If AI eats software and the OSI definition of "open" AI wins, then we've already been captured by big business marketing.
I would love to hear your explanation for why you think that statement is an invocation of "no true Scotsman" of all things. Are you sure you know what that means?
> that enables your customers to use you freely [...] There are such licenses
There are such licenses only if you change the definition of "freely" to fit the narrative. Historically, "freely" (as in "free software") means granting end-user four essential software freedoms:
- The freedom to run the program as you wish, for any purpose (freedom 0).
- The freedom to study how the program works, and change it to make it do what you wish (freedom 1). Access to the source code is a precondition for this.
- The freedom to redistribute copies so you can help others (freedom 2).
- The freedom to distribute copies of your modified versions to others (freedom 3). By doing this you can give the whole community a chance to benefit from your changes. Access to the source code is a precondition for this.
If I can't redistribute ("resell") software, or can't run it and let others access it for a fee - it's not "use freely" anymore.
It is also an example of why I, as an end user, prefer FOSS licenses. The possibility of forking. The redistribution clauses there do not prevent forks, but definitely make them less likely, so you remain dependent on a single supplier.
The problem is that it creates a lot of uncertainty. For example, with this license, what usage is commercial? Can you distribute it to customers who buy other things from you? Can you offer services related to it - e.g. can you install it for a customer?

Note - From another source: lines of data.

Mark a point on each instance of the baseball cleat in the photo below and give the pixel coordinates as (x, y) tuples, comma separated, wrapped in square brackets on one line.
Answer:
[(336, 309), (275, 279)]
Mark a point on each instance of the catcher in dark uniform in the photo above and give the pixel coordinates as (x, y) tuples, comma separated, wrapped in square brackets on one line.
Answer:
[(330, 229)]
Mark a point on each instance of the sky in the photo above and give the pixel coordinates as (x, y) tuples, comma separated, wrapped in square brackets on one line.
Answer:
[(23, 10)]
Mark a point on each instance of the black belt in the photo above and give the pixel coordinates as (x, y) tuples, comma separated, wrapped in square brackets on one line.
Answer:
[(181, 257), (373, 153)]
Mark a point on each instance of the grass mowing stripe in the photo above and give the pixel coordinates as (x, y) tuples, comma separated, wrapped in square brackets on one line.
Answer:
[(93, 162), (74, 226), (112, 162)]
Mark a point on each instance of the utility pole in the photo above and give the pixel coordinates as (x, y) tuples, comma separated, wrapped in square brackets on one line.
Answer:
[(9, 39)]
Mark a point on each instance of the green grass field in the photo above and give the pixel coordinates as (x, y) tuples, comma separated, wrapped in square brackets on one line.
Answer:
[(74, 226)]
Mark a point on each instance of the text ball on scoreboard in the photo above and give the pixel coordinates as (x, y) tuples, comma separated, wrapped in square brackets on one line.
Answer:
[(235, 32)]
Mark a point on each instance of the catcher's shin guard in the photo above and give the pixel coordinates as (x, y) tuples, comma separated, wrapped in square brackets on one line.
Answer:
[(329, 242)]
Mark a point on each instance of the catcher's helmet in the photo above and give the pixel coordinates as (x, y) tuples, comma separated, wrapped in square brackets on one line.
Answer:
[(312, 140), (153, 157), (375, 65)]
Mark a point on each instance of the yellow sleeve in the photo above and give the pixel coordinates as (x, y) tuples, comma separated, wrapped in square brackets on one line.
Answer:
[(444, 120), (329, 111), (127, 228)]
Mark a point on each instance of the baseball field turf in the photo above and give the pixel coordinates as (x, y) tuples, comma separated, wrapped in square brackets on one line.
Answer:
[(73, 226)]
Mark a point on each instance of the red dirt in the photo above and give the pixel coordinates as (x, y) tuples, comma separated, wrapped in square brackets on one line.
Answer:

If you modify the software under what terms are your modifications distributed? Do they have to be distributed under the same terms? There is not transfer of copyright so the original authors cannot distribute the modified version commercially as part of their enterprise edition, that means that every modified version is a fork that cannot be merged back in?
As I said in another comment discouraging forks is a disadvantage for users as it leaves you dependant on one supplier.
The AGPL achieves the aim of deterring the likes of Amazon from providing the software as a service (at least without contributing their changes back, in practice the will not use it at all) without these sorts of problems.
AGPL will stop Amazon. It won't stop WP Engine.
There needs to be a license that enables your customers to use you freely, but not your competitors from reselling your hard work.